Unmenschliche Arbeitsbedingungen: Studie zeigt Schattenseiten der Paketdienste

Ein Paketzusteller bei der Arbeit. Eine Studie deckt die unmenschlichen Arbeitsbedingungen der Paketdienste auf.
| © HANS PUNZ / APA / picturedesk.com
Während die Branche Rekordumsätze schreibt, stehen die Arbeiter:innen von Paketdienstleistern unter enormen Druck. Eine Studie zeigt die teils unmenschlichen Bedingungen.
Wenn zur Weihnachtszeit Paketbot:innen von Tür zu Tür eilen, verbergen sich in ihren Paketen meist nicht nur Weihnachtsgeschenke, sondern auch Arbeitsbedingungen fernab jeglicher sozialrechtlichen Standards. Zu diesem Ergebnis kommt die Studie „Es ist eine Pyramide – der Druck kommt von oben nach unten“ des Instituts für Soziologie der Universität Wien im Auftrag der Arbeiterkammer Wien. Sie zeigt die unmenschlichen Arbeitsbedingungen auf, zu denen die überwiegend migrantischen Beschäftigten in der Paketzustellung und den Verteilerzentren arbeiten.

Zur Studie
Es ist eine Pyramide – der Druck kommt von oben nach unten. Fragmentierte Beschäftigung migrantischer Arbeitnehmer:innen in der Paketlogistik“. Für ihre Untersuchung führten die Soziolog:innen vom Institut für Soziologie der Universität Wien insgesamt 59 Interviews. 43 Interviews mit Arbeiter:innen in der Paketdienstbranche (in der Zustellung und in den Verteilerzentren), 14 mit Expert:innen (Arbeitsinspektorat, Finanzpolizei, Gesundheitskasse, Wirtschaftskammer, Gewerkschaft und Arbeiterkammer) und zwei Gruppeninterviews mit dem Management großer Logistikkonzerne. Teil der Studie waren unter anderem Amazon, Post AG, DPD, DHL und GLS. Studienautor:innen: Johanna Neuhauser, Anita Heindlmaier, Marvin Tauchner, Peppi Winter, Zsófia Koós

Paketdienste: Vergehen trotz Regulierung

Die Menge der in Österreich zugestellten Pakete hat sich seit 2015 von 158 Millionen auf 355 Millionen Pakete im Jahr 2022 mehr als verdoppelt. Zur Weihnachtszeit stellen die größten Unternehmen hierzulande teils mehr als eine Million Pakete täglich zu. „Es ist die am schnellsten wachsende Branche überhaupt“, sagte Co-Projektleiterin Johanna Neuhauser (Universität Wien) bei der Präsentation der Studie am Montag. Die Zahl der Beschäftigten in der Zustellung und den Verteilerzentren stagniert hingegen – ein starkes Indiz, dass die Arbeitsbelastung enorm steigt.

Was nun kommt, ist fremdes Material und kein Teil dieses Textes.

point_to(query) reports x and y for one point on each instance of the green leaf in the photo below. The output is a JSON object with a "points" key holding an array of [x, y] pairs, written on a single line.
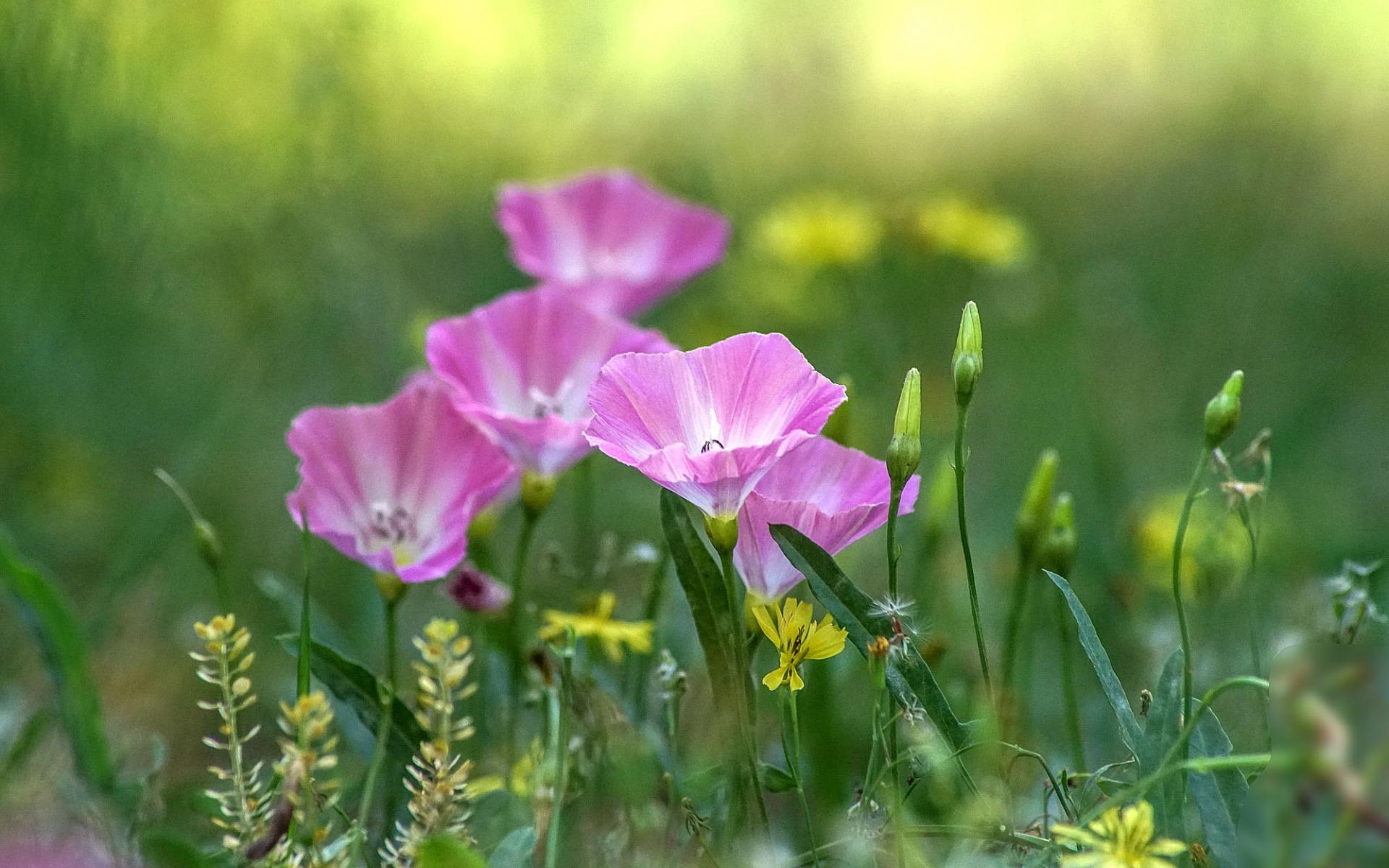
{"points": [[1220, 796], [49, 616], [1164, 726], [359, 689], [776, 780], [703, 584], [514, 851], [24, 744], [909, 677], [446, 853], [167, 849], [1129, 728]]}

Ein Paketzusteller mit Sackkarre. Die Arbeitsbedingungen bei den Paketdiensten sind unmenschlich.
Paketdienste boomen, gerade zur Weihnachtszeit. Die Beschäftigten sind mit unmenschlichen Arbeitsbedingungen konfrontiert. | © ROLAND SCHLAGER / APA / picturedesk.com

Gleichzeitig sei eine „Ausweitung atypischer Beschäftigung“ zu beobachten, schreiben die Autor:innen in der Studie. Nur eine Minderheit der Arbeiter:innen in der Paketbranche ist regulär beschäftigt. Meist handelt es sich um Sub- und Subsubunternehmer-Konstruktionen oder Leiharbeit. Die Arbeitsbedingungen beschreiben die Studienautor:innen als äußerst prekär. So stünden Arbeiter:innen in den Verteilerzentren unter permanenten Kündigungsdruck, Zusteller:innen hätten oft keine Zeit auf die Toilette zu gehen oder zu essen. Ein Problem, das nicht neu ist. Gerade der „Weihnachtsterror“ bei den Paketdiensten ist seit Jahren bekannt.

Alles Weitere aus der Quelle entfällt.